Microscopic Traffic Simulation Models and Software: An Open Source Approach (081-FH5) Small Business Innovation Research Program (SBIR), Phase II
Project Information
Open source offers the transportation research community a window to examine those rules to avoid misuse of the software in their research projects. Most significantly, the transportation research community can share the software enhancements with other researchers, and commercial model developers can more readily adapt the algorithms. Researchers not only need to modify and add new rules to make the software work better but also to accommodate new technologies and new traffic operations, such as Global Positioning System (GPS)-based vehicles and high-occupancy toll (HOT) lanes. Practicing traffic engineers will wish to avoid many of the new technologies that do not fit into their practice and thus are not the target audience for this research.
Goals:
The key project objective is to create a traffic modeling tool that is optimized for transportation research rather than transportation operations. This model will be programmed from scratch using the algorithms developed during the CORridor SIMulation (CORSIM), Traffic EXperimental Analytical Simulation (TEXAS), and Next Generation Simulation (NGSim) research. The model will be known as etFOMM (enhanced traffic Flow Open-source Microscopic Model).

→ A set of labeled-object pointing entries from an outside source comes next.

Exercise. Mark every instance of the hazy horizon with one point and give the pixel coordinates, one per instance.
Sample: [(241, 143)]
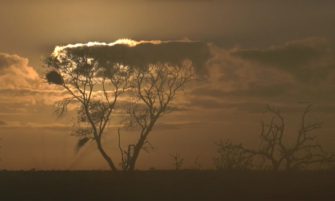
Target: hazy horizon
[(262, 52)]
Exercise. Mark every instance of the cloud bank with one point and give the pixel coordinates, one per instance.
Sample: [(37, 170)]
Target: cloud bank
[(16, 73), (139, 54)]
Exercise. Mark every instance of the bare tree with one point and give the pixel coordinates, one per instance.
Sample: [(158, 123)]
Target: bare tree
[(94, 88), (276, 151), (232, 157), (178, 160), (155, 87)]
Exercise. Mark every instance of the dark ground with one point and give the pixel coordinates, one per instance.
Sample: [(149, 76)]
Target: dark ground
[(167, 185)]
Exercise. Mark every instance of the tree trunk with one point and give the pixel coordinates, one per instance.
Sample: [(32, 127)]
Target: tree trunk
[(106, 157)]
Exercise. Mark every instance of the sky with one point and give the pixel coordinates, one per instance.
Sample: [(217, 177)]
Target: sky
[(280, 53)]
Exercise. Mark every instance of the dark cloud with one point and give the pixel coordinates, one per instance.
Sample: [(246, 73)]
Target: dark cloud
[(309, 60), (7, 60), (143, 54)]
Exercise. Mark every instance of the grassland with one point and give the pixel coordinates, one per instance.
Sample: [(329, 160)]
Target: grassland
[(167, 185)]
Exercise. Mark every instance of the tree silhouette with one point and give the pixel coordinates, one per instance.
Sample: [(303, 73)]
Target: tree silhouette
[(304, 151), (178, 161), (95, 88), (154, 90), (148, 76)]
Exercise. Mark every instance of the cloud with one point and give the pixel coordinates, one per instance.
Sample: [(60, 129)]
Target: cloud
[(285, 75), (16, 73), (140, 54), (308, 60)]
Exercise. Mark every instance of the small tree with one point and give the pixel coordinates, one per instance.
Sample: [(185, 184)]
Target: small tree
[(178, 161), (274, 150), (94, 88), (232, 157), (95, 75), (154, 90)]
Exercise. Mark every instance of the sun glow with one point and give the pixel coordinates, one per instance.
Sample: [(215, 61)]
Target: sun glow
[(59, 50)]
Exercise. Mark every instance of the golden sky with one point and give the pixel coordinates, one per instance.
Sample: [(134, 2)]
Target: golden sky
[(263, 52)]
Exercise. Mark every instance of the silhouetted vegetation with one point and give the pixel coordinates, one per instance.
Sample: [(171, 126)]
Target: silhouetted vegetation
[(275, 151), (96, 82), (178, 161)]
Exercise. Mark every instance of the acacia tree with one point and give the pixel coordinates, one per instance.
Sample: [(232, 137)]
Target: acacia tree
[(275, 150), (94, 88), (154, 89), (96, 75)]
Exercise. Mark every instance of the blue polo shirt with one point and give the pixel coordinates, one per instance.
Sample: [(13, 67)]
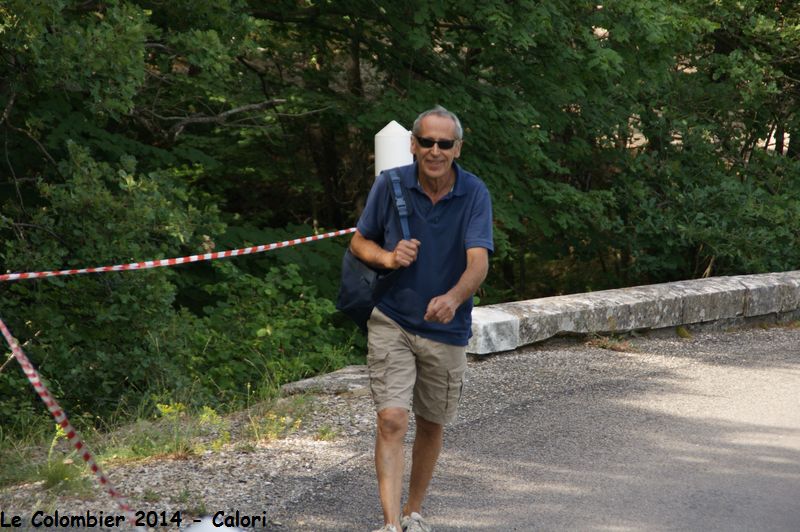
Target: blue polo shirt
[(459, 221)]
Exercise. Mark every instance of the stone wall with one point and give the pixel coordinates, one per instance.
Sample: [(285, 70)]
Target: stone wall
[(506, 326)]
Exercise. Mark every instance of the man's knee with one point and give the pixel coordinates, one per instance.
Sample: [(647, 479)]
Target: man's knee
[(393, 422), (428, 428)]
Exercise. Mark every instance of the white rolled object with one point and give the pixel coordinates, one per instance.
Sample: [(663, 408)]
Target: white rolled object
[(392, 147)]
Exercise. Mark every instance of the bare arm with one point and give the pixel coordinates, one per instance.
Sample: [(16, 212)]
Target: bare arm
[(443, 308), (403, 255)]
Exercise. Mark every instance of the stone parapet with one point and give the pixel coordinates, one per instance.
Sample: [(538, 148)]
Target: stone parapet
[(506, 326)]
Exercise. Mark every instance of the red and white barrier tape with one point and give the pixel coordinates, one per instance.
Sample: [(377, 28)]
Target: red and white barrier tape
[(62, 421), (172, 262)]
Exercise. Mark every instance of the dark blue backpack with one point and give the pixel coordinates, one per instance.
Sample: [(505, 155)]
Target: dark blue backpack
[(361, 286)]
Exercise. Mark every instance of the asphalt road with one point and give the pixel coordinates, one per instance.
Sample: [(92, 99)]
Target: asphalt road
[(671, 434)]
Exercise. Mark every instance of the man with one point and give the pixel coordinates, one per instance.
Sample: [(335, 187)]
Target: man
[(419, 330)]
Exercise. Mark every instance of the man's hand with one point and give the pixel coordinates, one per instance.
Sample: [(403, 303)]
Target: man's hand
[(442, 309), (404, 254)]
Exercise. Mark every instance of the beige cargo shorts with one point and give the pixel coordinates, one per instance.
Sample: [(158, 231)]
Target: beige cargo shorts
[(415, 373)]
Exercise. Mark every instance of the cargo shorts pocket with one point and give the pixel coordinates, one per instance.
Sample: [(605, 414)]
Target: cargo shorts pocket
[(455, 387), (376, 364)]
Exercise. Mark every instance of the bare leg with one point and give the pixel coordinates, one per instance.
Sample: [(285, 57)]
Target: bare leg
[(427, 445), (392, 427)]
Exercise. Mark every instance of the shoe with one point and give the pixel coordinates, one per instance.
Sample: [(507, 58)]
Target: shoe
[(415, 523)]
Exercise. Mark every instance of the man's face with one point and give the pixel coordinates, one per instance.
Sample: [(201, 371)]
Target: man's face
[(434, 162)]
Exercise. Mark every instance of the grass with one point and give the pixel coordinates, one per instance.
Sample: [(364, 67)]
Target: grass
[(172, 431)]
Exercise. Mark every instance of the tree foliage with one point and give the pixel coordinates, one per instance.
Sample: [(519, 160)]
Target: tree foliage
[(624, 142)]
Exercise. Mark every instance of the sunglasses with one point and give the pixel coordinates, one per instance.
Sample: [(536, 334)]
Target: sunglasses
[(425, 142)]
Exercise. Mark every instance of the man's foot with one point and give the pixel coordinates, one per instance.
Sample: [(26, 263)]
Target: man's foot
[(415, 523)]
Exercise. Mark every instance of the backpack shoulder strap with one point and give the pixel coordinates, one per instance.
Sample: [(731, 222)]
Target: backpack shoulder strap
[(400, 202)]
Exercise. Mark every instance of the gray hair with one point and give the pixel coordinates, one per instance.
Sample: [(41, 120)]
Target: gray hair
[(438, 111)]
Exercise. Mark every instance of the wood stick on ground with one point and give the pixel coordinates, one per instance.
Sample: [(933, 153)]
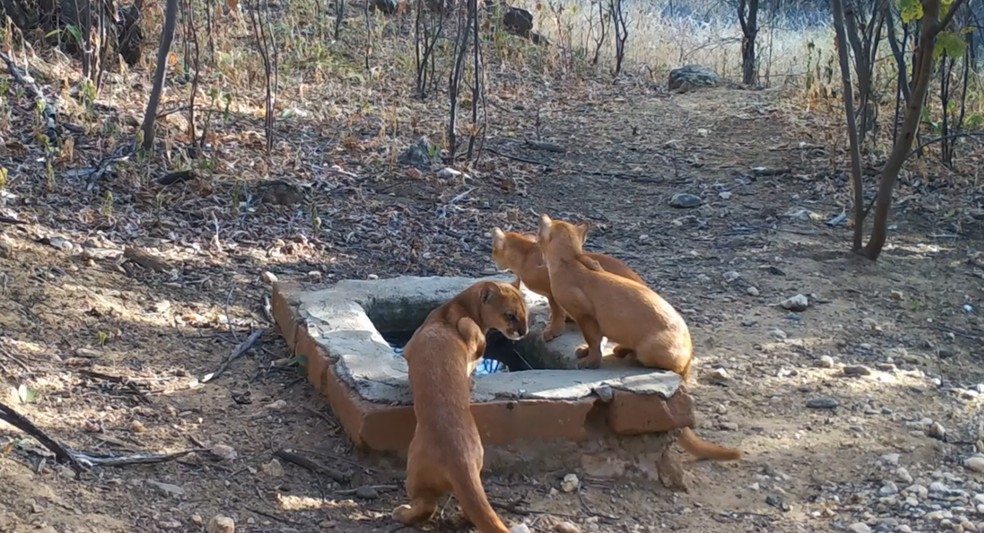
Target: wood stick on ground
[(314, 466), (24, 79), (135, 459), (62, 453), (238, 352)]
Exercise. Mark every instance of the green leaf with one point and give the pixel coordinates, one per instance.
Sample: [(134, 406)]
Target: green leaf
[(950, 43), (910, 10), (27, 395), (76, 33)]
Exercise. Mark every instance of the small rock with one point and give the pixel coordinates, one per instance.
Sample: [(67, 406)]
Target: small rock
[(857, 370), (684, 200), (277, 405), (936, 431), (570, 483), (367, 492), (566, 527), (224, 452), (716, 376), (796, 303), (690, 77), (822, 403), (891, 459), (273, 468), (166, 488), (975, 464), (221, 524)]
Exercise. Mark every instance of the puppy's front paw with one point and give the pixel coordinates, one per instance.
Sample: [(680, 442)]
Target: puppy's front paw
[(402, 514)]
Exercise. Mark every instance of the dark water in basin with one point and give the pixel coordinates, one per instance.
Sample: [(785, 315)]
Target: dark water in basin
[(500, 356)]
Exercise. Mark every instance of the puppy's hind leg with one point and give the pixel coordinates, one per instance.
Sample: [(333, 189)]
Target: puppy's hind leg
[(426, 486), (589, 355)]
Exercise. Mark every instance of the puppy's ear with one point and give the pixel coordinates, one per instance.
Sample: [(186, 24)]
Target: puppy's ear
[(582, 230), (498, 238), (544, 232), (489, 292)]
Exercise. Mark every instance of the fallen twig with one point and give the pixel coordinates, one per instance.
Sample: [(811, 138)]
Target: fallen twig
[(24, 78), (238, 352), (146, 259), (62, 453), (304, 462), (135, 459)]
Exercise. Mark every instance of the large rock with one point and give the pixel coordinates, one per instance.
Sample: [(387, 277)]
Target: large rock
[(690, 77)]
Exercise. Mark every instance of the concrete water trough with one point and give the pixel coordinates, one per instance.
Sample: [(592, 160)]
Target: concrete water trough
[(349, 334)]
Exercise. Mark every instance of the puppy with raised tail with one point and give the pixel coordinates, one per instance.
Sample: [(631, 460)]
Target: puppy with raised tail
[(446, 451)]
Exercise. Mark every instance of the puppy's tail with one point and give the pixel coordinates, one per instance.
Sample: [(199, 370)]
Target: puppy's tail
[(702, 449), (467, 486)]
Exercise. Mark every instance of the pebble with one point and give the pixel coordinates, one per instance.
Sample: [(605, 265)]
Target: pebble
[(570, 483), (221, 524), (822, 403), (684, 200), (273, 468), (566, 527), (857, 370), (224, 452), (975, 464), (936, 431), (796, 303)]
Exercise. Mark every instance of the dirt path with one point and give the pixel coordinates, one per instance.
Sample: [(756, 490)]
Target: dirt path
[(868, 353)]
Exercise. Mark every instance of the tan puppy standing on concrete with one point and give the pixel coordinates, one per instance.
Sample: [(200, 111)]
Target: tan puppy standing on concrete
[(521, 254), (632, 315), (446, 451)]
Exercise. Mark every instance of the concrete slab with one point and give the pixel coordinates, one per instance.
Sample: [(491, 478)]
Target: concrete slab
[(337, 329)]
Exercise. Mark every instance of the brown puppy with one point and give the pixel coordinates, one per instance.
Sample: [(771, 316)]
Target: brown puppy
[(628, 313), (446, 452), (521, 254)]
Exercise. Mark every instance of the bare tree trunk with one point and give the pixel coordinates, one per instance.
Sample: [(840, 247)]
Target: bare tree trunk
[(748, 17), (931, 26), (167, 35), (852, 125)]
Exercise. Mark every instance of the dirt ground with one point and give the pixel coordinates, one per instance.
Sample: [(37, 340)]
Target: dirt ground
[(112, 354)]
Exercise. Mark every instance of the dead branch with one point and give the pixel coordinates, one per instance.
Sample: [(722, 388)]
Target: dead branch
[(238, 352), (146, 259), (316, 467), (48, 111), (134, 459), (62, 454), (167, 35)]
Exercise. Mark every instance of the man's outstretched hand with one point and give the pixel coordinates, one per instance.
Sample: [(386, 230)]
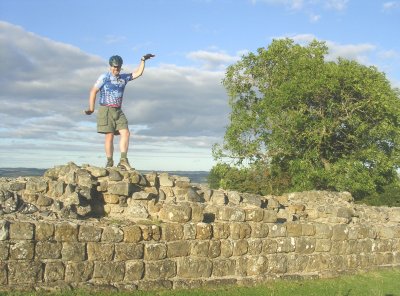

- Small Business Innovation Research
- FY 2002-2022 / Operations / Transportation Systems Management and Operations
Phase I demonstrated that it is possible to create a traffic modeling tool optimized for research in Fortran 2000 that can be interfaced with object-oriented programming tools. In Phase I, the feasibility of creating an open-source flow microscopic model was explored. The model and its corresponding software are based on the same code base as the corridor simulation (CORSIM) base: (1) A vehicle component server is programmed. An open-source flow microscopic model probe vehicle on the surface street accepts the keyboard control of its location from the client side through the component-based application programmer interface. In the second case, the lanes on which vehicles are traveling on the freeway are controlled by a client through the keyboard input via the component-based application programmer interface as well. (2) Critical gaps with regard to running an open-source flow microscopic model with intelligent transportation systems hardware and communications and with the Traffic EXperimental Analytical Simulation (TEXAS) intersection collision model were explored. (3) Detailed discussions of laboratory tests were presented to Federal Highway Administration (FHWA) staff.